Node:Fields, Next:Nonconstant Fields, Previous:Records, Up:Reading Files
When awk
reads an input record, the record is
automatically parsed or separated by the interpreter into chunks
called fields. By default, fields are separated by whitespace,
like words in a line.
Whitespace in awk
means any string of one or more spaces,
tabs, or newlines;1 other characters, such as
formfeed, vertical tab, etc. that are
considered whitespace by other languages, are not considered
whitespace by awk
.
The purpose of fields is to make it more convenient for you to refer to
these pieces of the record. You don't have to use them--you can
operate on the whole record if you want--but fields are what make
simple awk
programs so powerful.
A dollar-sign ($
) is used
to refer to a field in an awk
program,
followed by the number of the field you want. Thus, $1
refers to the first field, $2
to the second, and so on.
(Unlike the Unix shells, the field numbers are not limited to single digits.
$127
is the one hundred twenty-seventh field in the record.)
For example, suppose the following is a line of input:
This seems like a pretty nice example.
Here the first field, or $1
, is This
, the second field, or
$2
, is seems
, and so on.

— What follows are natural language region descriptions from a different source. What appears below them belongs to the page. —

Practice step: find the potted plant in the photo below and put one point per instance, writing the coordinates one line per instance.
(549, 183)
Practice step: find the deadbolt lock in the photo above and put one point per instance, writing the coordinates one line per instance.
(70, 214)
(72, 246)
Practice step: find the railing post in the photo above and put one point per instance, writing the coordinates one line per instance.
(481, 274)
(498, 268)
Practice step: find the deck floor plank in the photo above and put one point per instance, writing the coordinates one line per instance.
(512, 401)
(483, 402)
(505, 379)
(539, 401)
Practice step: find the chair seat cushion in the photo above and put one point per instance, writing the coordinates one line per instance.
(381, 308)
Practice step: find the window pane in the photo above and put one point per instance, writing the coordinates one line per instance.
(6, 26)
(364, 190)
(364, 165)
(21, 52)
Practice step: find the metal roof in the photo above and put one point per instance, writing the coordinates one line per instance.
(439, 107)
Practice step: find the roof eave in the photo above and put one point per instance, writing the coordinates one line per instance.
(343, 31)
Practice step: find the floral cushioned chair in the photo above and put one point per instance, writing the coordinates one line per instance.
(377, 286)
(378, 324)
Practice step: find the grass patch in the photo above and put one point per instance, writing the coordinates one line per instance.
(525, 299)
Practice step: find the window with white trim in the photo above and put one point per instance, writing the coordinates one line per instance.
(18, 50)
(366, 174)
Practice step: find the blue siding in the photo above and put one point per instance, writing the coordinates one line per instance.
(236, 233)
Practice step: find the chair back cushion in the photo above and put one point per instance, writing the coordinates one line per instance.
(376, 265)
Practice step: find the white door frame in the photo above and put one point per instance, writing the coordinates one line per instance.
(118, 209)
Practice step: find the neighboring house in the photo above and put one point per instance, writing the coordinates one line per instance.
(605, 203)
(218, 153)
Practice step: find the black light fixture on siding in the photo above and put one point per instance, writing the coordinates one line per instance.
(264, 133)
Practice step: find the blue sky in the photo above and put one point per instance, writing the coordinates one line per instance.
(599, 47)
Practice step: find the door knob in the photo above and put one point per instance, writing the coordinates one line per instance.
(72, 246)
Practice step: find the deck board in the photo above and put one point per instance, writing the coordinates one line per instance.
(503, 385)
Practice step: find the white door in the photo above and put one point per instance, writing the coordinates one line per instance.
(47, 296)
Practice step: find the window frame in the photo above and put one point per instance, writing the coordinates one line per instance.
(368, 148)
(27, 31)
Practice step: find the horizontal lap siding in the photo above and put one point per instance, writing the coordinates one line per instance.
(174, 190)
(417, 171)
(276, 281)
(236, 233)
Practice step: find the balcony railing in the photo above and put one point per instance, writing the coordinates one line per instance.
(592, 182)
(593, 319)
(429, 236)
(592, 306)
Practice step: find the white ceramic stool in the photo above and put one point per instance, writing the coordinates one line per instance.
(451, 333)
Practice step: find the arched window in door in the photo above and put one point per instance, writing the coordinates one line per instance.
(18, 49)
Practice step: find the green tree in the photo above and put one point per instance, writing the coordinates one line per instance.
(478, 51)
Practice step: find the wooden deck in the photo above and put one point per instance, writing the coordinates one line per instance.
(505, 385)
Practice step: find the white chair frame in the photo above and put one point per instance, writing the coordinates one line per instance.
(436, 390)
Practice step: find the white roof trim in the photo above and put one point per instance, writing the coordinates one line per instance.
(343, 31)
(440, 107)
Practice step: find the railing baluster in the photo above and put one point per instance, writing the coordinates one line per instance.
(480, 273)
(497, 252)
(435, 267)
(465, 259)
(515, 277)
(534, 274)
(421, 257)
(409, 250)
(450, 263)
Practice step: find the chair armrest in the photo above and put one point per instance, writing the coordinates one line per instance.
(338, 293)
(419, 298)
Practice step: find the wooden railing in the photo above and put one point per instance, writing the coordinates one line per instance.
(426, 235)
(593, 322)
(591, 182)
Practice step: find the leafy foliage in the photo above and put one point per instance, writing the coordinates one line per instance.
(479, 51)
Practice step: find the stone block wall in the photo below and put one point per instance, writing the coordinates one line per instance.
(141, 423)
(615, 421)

Note that the last field,
$7
, is example.
. Because there is no space between the
e
and the .
, the period is considered part of the seventh
field.
NF
is a built-in variable whose value is the number of fields
in the current record. awk
automatically updates the value
of NF
each time it reads a record. No matter how many fields
there are, the last field in a record can be represented by $NF
.
So, $NF
is the same as $7
, which is example.
.
If you try to reference a field beyond the last
one (such as $8
when the record has only seven fields), you get
the empty string. (If used in a numeric operation, you get zero.)
The use of $0
, which looks like a reference to the "zero-th" field, is
a special case: it represents the whole input record
when you are not interested in specific fields.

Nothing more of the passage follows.